The real mistake is when athletes believe that they should be able to avoid mistakes entirely. Whether you like it or not, mistakes are a part of the game and a part of being an athlete. Perfectionism is an unhealthy and unachievable standard.
When you believe that you can achieve perfection, the mistakes that you will inevitably make will have a greater negative impact on your performance.
In other words, perfectionism is counter-productive to peak performance.
When you are a player with a perfectionist mindset, you become fearful of making mistakes. Your fear creates an anxiety that pulls your focus away from what you should do and causes you to focus on what you should not do.
You compete cautiously (hesitant to make a throw), play it safe (pass up scoring opportunities) or avoid taking risks (play not to lose).
When you have a perfectionist mindset or fear of making mistakes you may fall into slumps and performance ruts.
Kansas City Chiefs kicker Harrison Butker has established himself as one of the premier players in the NFL.
In 2017, Butker set a record for most points by a rookie kicker. In the early part of the 2020 season, Butker has struggled making extra points, converting on only 19 of 24 chances through seven games.
Even though Butker has made some mistakes, he has maintained his same approach to his game: focusing on being the best kicker he can be instead of trying to be perfect.
BUTKER: “Whether it’s 2017 and I’m going on that streak or now when I’m missing some extra points, every day I’d like to think I’m working just as hard to get better and be the best kicker I can be… It’s only a failure if you don’t learn from it and you don’t improve it.”
Butker’s approach is a highly effective method to avoid the perfectionist mindset and focus on being the best athlete you can be every day.
Peak performance is the result of hard work and improvement.
How to Avoid the Perfectionist Mindset:
Begin questioning any ideals you have about the need to be perfect. Does it work for you in competition?

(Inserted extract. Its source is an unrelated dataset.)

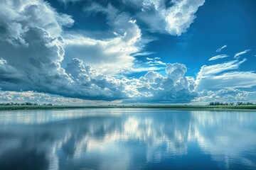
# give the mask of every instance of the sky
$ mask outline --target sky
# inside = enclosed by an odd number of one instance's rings
[[[3,0],[0,102],[256,102],[254,0]]]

Break down how perfectionism has hurt your performance: high expectations, easily frustrated with mistakes, stuck in a practice mindset, etc. How do these help you?
Use an improvement mindset or “growth” mindset, which can help you feel less pressure to be perfect by learning from mistakes and loses.
And give yourself the luxury of making mistakes during competition so you can move on without the monkey on your back.